Aux goulots d’étranglement découlant de ce qu’il est convenu d’appeler «le monopole de la Sonatel/Orange sur les 3 segments de la chaine de valeur du marché de l’accès à internet» (lire ci-dessous), avec comme conséquence immédiate des pratiques anti-concurrentielles, il faut ajouter un cadre règlementaire faible comportant beaucoup de limites : une absence de régulation de la part de l’autorité et un manque de volonté politique réelle de développer le marché de l’internet.
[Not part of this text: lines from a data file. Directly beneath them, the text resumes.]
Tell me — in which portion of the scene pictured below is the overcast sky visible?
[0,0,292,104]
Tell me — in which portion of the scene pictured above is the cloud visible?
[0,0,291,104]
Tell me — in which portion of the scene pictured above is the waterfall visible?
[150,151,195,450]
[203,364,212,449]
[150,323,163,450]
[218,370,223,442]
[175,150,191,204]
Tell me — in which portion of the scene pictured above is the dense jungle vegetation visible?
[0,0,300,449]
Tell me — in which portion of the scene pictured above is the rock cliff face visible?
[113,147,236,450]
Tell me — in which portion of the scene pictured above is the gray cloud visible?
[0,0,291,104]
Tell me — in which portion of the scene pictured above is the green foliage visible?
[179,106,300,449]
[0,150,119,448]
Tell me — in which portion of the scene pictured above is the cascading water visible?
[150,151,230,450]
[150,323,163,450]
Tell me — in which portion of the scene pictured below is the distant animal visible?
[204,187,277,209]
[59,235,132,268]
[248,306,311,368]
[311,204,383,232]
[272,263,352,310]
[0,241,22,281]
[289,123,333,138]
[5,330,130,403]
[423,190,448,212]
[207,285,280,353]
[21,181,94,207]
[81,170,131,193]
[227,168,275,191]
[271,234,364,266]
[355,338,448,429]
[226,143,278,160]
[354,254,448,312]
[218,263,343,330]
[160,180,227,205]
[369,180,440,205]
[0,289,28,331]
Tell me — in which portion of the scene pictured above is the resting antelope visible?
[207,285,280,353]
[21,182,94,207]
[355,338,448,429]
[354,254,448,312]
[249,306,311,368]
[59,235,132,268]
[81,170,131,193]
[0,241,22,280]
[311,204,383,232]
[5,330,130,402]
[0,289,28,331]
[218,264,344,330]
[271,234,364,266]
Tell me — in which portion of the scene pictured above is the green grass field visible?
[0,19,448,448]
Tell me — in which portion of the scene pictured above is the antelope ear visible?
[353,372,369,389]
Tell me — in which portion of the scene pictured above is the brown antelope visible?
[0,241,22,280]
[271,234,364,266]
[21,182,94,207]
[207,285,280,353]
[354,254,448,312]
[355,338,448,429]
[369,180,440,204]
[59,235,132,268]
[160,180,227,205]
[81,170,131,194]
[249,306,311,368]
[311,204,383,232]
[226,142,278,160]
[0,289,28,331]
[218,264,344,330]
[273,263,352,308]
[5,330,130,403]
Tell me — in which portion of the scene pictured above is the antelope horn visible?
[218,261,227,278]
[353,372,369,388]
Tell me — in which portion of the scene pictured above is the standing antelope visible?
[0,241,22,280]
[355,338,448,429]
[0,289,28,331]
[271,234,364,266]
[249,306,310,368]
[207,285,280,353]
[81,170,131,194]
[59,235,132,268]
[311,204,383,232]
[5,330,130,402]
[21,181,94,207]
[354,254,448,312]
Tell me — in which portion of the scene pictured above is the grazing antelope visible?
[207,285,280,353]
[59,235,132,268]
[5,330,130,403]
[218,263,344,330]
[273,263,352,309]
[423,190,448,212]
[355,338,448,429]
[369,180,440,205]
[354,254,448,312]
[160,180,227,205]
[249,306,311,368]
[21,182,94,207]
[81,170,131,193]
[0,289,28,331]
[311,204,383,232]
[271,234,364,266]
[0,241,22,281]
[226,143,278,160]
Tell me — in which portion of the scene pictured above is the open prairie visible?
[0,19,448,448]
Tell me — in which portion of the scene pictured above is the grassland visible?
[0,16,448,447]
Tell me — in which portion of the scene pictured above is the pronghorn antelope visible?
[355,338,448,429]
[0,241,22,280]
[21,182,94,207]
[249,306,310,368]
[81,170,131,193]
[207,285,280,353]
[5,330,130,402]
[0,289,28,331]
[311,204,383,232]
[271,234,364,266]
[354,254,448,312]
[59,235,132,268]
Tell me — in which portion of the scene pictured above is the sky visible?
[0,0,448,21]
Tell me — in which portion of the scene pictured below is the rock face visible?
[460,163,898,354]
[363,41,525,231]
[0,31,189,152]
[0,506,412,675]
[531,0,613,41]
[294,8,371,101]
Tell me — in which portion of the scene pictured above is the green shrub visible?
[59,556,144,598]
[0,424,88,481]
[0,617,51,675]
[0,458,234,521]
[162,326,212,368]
Pratiques anti-concurrentielles
La Sonatel/Orange était le concurrent de ses propres clients que sont les Fsi. Elle vendait en gros aux Fsi mais aussi au détail au client final, d’abord par Télécom-Plus puis par Sonatel Multimédia. Et les pratiques concurrentielles déloyales de Sonatel/Orange sur les Fsi étaient quotidiennes et nombreuses : retard inacceptable dans la conversion des lignes en Adsl, lenteur pour la création du nom d’utilisateur et de mot de passe sur le serveur dédié dans le cadre d’une connexion bas débit Rtpc. De mauvaises pratiques qui se ressentent lors des pannes sur les lignes des clients des Fournisseurs de services par les techniciens de Sonatel, les délais de réparation des lignes étant, parfois, anormalement longs. Commercialisant des liaisons spécialisées dont les débits furent pendant longtemps limités à moins d’un mégabits/seconde, tandis que Télécom-Plus accédait directement au backbone international, la Sonatel a contribué, par cette pratique, à discréditer les autres Fsi aux yeux de la clientèle, car étant incapables de faire jeu égal avec elle en matière de qualité et de confort de connexion. Résultat des courses, les clients se sont détournés de l’offre des Fsi. Et, dans l’esprit d’une majorité de Sénégalais, «services de télécommunications» rimaient avec Sonatel. A cette dépendance technique vis-à-vis de la Sonatel, avec des méthodes monopolistiques dans l’accès à aux infrastructures, la tarification de vente de trafic de gros ne laissait pas beaucoup de marge aux Fsi. Ces derniers, devant revendre à leurs clients au prix de détail en fonction des coûts encourus, ont beaucoup pâti de cette situation et ont dû quitter le marché
Faible cadre règlementaire
Le Code des télécommunications de 1996 et sa modification en décembre 2001, par l’adoption d’un nouveau Code des télécommunications, n’a pas créé un environnement légal et réglementaire propice à la concurrence, mais plutôt conforté le monopole de l’opérateur historique sur les services mobiles jusqu’en 2004 et le fixe jusqu’en 2007. Du fait de son monopole, la Sonatel/Orange a régulé, pendant longtemps, le secteur malgré la création, en 1994, de la Direction des études et de la réglementation des postes et télécommunications (Derpt) au sein du ministère des Télécommunications et l’adoption du Code des télécommunications de 1996 qui, en transférant la politique réglementaire au ministère des Télécommunications, a introduit la séparation entre la fonction d’exploitation et celle de réglementation. Ce n’est qu’en 2001, avec l’adoption du Code des télécommunications, que fut créée une agence de régulation qui se verra confier les tâches de régulation et le pouvoir de réglementation, la rendant à la fois juge et partie. Cette agence, devenue opérationnelle en 2003 avec la signature du décret organisant son fonctionnement, n’a jamais accompli sa mission, car disposant de moyens techniques limités et de ressources humaines faibles venant principalement de la Sonatel. Face au vide juridique et réglementaire, aucune décision n’a été prise contre l’opérateur historique Sonatel afin qu’elle n’écrase pas la concurrence.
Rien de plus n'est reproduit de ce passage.